I shall endeavor to trace out one single radical in that language, and show you how many, and how strangely diverse ideas were built up upon it.
The radical which I select is the personal pronoun of the first person, I, Latin Ego. In Delaware this is a single syllable, a slight nasal, Nē, or Ni.
Let me premise by informing you that this is both a personal and a possessive pronoun; it means both I and mine. It is both singular and plural, both I and we, mine and our.
The changes of the application of this root are made by adding suffixes to it.
I begin with ni'hillan, literally, “mine, it is so,” or “she, it, is truly mine,” the accent being on the first syllable, ni', mine. But the common meaning of this verb in Delaware is more significant of ownership than this tame expression. It is an active, animate verb, and means, “I beat, or strike, somebody.” To the rude minds of the framers of that tongue, ownership meant the right to beat what one owned.
We might hope this sense was confined to the lower animals; but not so. Change the accent from the first to the second syllable, ni'hillan, to nihil'lan, and you have the animate active verb with an intensive force, which signifies “to beat to death,” “to kill some person;” and from this, by another suffix, you have nihil'lowen, to murder, and nihil'lowet, murderer. The bad sense of the root is here pushed to its uttermost.

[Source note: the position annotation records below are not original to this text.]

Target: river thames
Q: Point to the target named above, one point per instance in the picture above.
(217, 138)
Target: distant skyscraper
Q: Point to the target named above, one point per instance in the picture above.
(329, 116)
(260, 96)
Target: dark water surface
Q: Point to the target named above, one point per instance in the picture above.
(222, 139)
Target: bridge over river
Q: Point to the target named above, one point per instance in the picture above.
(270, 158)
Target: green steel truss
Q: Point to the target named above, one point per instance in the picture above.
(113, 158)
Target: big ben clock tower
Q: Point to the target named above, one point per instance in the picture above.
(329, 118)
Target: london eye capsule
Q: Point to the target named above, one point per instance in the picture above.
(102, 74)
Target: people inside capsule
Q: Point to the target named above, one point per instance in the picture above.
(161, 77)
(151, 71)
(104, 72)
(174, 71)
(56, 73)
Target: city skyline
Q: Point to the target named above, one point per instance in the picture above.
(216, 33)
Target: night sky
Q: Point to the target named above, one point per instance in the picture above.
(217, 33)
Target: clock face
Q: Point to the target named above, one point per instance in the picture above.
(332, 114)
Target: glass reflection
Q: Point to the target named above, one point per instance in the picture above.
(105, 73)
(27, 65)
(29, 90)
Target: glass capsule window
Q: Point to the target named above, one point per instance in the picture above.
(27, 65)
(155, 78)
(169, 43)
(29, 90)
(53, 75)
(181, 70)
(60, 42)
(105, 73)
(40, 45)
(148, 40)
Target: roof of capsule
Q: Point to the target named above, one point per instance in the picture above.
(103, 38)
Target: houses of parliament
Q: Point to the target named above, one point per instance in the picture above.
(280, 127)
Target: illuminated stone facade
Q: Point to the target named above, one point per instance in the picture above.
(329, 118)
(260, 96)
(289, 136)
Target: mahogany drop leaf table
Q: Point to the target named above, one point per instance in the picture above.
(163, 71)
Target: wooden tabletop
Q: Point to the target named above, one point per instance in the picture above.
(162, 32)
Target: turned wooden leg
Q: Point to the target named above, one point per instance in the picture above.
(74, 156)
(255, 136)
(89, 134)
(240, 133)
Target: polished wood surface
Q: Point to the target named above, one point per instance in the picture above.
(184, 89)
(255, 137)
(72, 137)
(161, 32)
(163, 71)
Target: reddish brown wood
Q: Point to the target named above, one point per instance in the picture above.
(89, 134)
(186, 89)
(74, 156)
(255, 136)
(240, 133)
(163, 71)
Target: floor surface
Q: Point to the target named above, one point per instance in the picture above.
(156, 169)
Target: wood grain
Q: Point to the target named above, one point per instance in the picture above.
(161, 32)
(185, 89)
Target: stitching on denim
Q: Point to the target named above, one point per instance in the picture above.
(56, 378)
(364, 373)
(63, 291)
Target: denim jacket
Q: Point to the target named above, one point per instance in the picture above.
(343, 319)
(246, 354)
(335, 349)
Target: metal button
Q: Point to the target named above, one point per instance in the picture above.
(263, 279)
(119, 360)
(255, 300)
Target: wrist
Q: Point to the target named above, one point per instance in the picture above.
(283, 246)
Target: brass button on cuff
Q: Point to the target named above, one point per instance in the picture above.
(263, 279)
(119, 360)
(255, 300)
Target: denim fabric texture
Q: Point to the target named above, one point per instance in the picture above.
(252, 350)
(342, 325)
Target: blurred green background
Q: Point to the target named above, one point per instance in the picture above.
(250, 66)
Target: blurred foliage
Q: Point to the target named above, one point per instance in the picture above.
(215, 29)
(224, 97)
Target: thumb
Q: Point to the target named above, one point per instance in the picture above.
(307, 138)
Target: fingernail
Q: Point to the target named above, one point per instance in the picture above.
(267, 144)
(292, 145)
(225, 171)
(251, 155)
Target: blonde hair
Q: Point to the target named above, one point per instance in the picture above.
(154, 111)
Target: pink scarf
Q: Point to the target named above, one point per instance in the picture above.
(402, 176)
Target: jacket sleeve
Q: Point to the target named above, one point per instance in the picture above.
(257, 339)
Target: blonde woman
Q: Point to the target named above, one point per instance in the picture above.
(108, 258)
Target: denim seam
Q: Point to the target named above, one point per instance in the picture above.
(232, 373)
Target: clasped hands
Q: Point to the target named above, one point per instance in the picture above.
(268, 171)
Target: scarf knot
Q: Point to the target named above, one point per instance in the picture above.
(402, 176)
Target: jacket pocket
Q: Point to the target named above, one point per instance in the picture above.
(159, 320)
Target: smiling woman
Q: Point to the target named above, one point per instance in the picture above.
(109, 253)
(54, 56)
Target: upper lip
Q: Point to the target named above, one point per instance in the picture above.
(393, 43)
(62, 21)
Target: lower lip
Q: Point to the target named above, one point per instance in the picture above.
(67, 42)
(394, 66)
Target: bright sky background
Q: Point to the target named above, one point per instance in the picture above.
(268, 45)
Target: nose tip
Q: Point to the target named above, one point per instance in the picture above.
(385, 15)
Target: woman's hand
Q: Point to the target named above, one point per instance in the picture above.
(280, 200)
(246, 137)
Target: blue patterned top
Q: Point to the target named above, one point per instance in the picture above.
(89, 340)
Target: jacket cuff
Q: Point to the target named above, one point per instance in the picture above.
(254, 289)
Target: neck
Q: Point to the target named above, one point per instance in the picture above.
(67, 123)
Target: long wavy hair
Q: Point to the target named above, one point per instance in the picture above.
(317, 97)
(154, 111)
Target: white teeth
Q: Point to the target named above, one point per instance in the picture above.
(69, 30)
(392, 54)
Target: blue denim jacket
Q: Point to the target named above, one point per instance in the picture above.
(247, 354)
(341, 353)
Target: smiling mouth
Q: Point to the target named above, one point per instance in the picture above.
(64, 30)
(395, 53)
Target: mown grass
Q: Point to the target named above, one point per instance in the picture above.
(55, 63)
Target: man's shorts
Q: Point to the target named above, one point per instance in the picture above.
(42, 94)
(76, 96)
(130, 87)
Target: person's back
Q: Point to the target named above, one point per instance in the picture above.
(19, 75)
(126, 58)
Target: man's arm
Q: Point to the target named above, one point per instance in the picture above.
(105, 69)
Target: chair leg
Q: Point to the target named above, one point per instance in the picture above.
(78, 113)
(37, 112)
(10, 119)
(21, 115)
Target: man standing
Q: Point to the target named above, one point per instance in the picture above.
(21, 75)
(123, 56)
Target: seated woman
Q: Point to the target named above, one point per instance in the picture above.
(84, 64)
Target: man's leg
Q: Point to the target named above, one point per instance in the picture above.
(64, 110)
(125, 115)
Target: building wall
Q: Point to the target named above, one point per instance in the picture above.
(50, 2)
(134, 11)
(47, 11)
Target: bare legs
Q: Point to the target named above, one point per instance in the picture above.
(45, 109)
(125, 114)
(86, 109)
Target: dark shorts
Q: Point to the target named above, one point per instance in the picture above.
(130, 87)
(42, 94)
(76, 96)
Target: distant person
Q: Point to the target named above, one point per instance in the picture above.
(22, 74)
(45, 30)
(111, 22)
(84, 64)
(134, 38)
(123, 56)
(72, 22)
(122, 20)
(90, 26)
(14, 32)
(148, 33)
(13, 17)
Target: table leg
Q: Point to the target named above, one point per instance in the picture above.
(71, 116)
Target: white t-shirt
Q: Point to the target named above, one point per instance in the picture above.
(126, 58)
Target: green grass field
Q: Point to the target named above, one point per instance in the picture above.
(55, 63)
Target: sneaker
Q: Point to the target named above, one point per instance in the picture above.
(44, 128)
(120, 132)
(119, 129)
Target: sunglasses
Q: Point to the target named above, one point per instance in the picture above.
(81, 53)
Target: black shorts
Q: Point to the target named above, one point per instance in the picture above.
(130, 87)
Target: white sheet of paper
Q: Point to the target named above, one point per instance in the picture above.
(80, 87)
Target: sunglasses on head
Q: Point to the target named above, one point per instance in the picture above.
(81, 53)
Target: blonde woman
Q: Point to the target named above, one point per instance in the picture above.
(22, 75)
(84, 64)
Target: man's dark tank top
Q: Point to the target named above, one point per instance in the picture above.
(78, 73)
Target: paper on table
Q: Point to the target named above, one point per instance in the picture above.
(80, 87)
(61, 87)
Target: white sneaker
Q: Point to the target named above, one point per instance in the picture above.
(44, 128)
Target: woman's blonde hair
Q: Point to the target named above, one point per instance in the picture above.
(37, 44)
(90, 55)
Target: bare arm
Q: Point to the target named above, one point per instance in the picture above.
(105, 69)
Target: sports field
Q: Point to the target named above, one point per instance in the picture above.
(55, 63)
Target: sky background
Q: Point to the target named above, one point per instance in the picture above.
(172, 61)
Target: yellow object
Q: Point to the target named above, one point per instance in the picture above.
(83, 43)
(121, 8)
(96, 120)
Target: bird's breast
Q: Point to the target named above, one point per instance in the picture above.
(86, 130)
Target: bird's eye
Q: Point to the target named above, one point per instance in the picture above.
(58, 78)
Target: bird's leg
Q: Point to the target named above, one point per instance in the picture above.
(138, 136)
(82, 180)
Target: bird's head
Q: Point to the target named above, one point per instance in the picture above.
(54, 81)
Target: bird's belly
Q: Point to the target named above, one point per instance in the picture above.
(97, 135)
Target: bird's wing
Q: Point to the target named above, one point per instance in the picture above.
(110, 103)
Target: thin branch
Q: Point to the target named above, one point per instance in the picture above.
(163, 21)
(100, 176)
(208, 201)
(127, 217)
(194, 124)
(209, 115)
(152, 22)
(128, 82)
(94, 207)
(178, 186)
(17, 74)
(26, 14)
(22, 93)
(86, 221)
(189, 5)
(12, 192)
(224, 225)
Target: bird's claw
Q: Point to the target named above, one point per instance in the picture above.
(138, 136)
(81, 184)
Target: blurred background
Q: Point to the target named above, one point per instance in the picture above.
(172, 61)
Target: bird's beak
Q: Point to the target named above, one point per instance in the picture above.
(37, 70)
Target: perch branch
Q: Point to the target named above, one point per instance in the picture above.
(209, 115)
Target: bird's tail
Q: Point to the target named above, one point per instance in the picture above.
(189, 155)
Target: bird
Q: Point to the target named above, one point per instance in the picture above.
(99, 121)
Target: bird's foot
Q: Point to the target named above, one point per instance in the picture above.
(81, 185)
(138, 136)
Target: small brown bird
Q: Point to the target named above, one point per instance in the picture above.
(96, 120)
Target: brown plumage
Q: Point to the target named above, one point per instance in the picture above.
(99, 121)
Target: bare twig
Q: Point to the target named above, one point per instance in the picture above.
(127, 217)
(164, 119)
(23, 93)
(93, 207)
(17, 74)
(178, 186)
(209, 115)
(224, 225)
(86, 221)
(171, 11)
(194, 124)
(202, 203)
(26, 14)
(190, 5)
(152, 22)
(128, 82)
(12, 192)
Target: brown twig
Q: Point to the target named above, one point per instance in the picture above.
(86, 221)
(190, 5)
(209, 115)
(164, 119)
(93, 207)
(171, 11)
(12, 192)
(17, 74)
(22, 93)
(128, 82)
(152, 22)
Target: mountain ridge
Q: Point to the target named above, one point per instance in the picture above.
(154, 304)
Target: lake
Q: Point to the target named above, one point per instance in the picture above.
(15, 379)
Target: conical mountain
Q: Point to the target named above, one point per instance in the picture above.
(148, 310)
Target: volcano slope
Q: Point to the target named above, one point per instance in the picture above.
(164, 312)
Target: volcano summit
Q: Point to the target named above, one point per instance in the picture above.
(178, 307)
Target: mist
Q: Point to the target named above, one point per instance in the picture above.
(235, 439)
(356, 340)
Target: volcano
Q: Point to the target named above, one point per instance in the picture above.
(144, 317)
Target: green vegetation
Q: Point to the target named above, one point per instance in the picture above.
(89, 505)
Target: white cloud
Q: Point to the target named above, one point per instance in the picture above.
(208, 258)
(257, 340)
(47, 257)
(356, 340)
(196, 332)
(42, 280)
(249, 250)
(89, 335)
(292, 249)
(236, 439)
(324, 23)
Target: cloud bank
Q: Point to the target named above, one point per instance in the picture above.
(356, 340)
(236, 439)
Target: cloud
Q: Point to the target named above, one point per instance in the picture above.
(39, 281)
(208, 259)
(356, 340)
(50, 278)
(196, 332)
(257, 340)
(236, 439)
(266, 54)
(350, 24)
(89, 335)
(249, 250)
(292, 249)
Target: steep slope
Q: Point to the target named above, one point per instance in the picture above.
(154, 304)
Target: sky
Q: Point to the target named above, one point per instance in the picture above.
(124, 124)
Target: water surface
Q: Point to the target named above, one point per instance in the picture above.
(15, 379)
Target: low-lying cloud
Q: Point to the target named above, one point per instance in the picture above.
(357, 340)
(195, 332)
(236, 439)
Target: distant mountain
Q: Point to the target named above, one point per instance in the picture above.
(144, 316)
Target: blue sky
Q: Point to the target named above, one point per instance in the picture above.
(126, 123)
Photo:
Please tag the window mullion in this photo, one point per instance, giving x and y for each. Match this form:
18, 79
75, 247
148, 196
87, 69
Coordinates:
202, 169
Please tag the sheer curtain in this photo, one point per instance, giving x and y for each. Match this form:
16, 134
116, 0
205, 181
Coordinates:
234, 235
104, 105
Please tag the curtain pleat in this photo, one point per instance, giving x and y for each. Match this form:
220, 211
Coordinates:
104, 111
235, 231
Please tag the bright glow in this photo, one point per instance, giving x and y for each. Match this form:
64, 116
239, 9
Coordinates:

But the root also developed in a nobler direction. Add to ni'hillan the termination ape, which means a male, and you have nihillape, literally, “I, it is true, a man,” which, as an adjective, means free, independent, one’s own master, “I am my own man.” From this are derived the noun, nihillapewit, a freeman; the verb nihillapewin, to be free; and the abstract, nihillasowagan, freedom, liberty, independence. These are glorious words; but I can go even farther. From this same theme is derived the verb nihillape-wheu, to set free, to liberate, to redeem; and from this the missionaries framed the word nihillape-whoalid, the Redeemer, the Saviour.
Here is an unexpected antithesis, the words for a murderer and the Saviour both from one root! It illustrates how strange is the concatenation of human thoughts.
These are by no means all the derivatives from the root ni, I.